Probably too late, but I got nothing better to do. :(

1. Answers: YES, NO.
   According to the definition, that limit is 0 means: "For any "positive error margin" eps you choose, there is a number N such that: |f(x)-0|<eps whenever x>N. So, you can pick eps very small, say, eps=0.00000000001. There will be such a N, for sure. Just take ANY x above this N, and, voila, |f(x)|<0.00000000001, and therefore f(x)<0.0000001.
   Now, that DOES NOT NECESSARILY mean that f(x)=0 for some x. For example, you could have f(x)=1/x. Though the limit (as x->+Inf) is 0, no real value of x makes f(x)=0.

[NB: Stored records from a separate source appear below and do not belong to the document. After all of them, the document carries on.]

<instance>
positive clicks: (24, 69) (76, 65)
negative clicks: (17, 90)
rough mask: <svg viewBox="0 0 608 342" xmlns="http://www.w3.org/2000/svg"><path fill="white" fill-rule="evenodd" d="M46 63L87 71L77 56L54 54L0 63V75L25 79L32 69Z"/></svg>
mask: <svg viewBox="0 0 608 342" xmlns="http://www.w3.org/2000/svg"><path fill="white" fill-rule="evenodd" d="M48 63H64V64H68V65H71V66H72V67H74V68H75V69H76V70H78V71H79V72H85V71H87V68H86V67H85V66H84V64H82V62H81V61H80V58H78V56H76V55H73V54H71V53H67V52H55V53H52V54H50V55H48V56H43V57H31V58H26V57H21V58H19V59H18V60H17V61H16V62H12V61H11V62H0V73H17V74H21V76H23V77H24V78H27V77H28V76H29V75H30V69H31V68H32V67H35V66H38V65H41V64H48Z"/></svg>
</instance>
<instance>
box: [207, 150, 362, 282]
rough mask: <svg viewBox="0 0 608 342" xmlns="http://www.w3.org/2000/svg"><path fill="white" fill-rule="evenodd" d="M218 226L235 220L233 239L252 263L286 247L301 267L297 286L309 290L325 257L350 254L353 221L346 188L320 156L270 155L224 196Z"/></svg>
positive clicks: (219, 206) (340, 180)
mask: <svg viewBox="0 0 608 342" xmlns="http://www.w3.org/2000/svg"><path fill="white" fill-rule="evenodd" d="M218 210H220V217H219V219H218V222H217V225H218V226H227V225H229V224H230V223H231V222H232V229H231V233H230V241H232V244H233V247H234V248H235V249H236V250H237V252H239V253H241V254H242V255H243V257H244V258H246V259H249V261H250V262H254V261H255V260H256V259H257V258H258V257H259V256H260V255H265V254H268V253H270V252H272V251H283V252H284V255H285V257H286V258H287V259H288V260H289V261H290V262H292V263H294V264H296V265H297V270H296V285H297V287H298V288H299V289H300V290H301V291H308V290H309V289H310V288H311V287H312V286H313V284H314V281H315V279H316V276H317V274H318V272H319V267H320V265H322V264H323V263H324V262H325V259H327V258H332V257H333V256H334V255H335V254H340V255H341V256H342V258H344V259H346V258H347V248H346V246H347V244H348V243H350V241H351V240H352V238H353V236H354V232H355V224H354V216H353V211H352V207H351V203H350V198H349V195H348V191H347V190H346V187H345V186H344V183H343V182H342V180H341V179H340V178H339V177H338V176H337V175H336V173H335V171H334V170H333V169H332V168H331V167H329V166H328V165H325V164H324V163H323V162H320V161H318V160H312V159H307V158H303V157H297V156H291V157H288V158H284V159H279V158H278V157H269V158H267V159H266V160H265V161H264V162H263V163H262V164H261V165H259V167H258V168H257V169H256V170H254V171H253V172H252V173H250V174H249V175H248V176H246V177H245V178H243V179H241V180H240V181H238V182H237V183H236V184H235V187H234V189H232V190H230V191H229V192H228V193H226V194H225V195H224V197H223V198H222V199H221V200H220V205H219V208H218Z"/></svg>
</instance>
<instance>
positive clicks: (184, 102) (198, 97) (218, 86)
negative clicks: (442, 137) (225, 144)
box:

2. Since f(a)<>0, we can have f(a)>0 or f(a)<0. I will assume the first case (the other one is similar).
   Since f(x) is differentiable at a, f(x) must be continuous at a. Since f(a)>0, that means that there is some small neighborhood around a where f(x)>0 as well. In other words, there will be some "delta" such that "x in (a-delta,a+delta)" implies f(x)>0. In this neighborhood, |f(x)|=f(x) then! Since the derivative at a only depends on the behaviour of f(x) in this neighborhood, we can guarantee that the derivative of |f(x)| there is the same as f'(x); in particular, |f| is differentiable at a.
   (If f(a)<0, then |f(x)|=-f(x) in that neighborhood, and then the derivative of |f| is -f'(x) there)

3. We need something whose DERIVATIVE has no roots... Since f(x) has odd degree, I expect f'(x) to have even degree.... So, why not try something like f'(x)=A.x^(2n)+B with A and B positive? Yes, that should do! So f(x)=x^(2n+1)+x is one family of possibilities -- it has odd degree, and, since its derivative f'(x)=(2n+1)x^(2n)+1 clearly has no roots (it is always positive), we can say that f(x) has no critical points.

4. If f(x) had two roots a and b in [0,1], by Rolle (of the MVT) we would have some c between a and b such that f'(c)=(f(b)-f(a))/(b-a)=0. But, look: f'(x)=3x^2-3, whose only roots are x=1 and x=-1. None of them can be c (since 0<a<c<b<1). By contradiction, there cannot be such a pair of roots (a,b).

5. No. When taking a lower(or upper) sum, you take a partition 0=x0<x1<x2<...<xn=1. Well, ANY interval (xi,x_(i+1)) will have an irrational number in it, so the minimum of f(x) in ANY of the intervals is 0, and the corresponding Riemann sum is 0.
   Similarly, all intervals contain rational number where f=1, so the maximum of f(x) in ANY of those intervals is 1, and the Riemann Sum will be SUM(x(i+1)-x(i)).1=SUM(x(i+1)-x(i))=Total Length=1-0=1. Since all upper sums are 1 and all lower sums are 0, theintegral does not exist.

6. "Piecewise Constant" means that there is a partition a=t0<t1<t2<...<tn=b such that f(t) is constant in each interval of the form (ti,t(i+1)). But then h(t)=kf(t) will be also constant at each of those intervals, so h(t) is also piecewise constant.
   Now, write f_i for the value of f(t) when t is between ti and t(i+1). Both the lower and upper sums associated to this partition are SUM (fi . (t(i+1)-t_i)), which must then be the integral of f(t) over [a,b]. The corresponding lower and upper sums for h(t) are both SUM (kfi.(t(i+1)-t_i)), which happens to be exactly k times the corresponding sum for f. Therefore, Int [a,b] h(t) dt = k Int [a,b] f(t) dt.

7. Pick the maximum of those n numbers, say, x_M (I hope it is considered clear that such maximum exists for finite sets). Since it is the maximum, it is an upper bound, that is, x_i <=x_M for all i=1,2,3,...,n. If you take anything below x_M, you DO NOT have an upper bound for S (since x_M will be above this number, and x_M is in S). So x_M is the lowest upper bound, that is, the supremum. A similar argument shows that the minimum of those n numbers is the infimum.

I would be no help here. I had to retake pre-cal twice and when I finally passed I got a C and that was barely. Still though it was the happiest damn C of my college career. This was with hours spent in the tutor labs too lol. Calculus just did not click with me.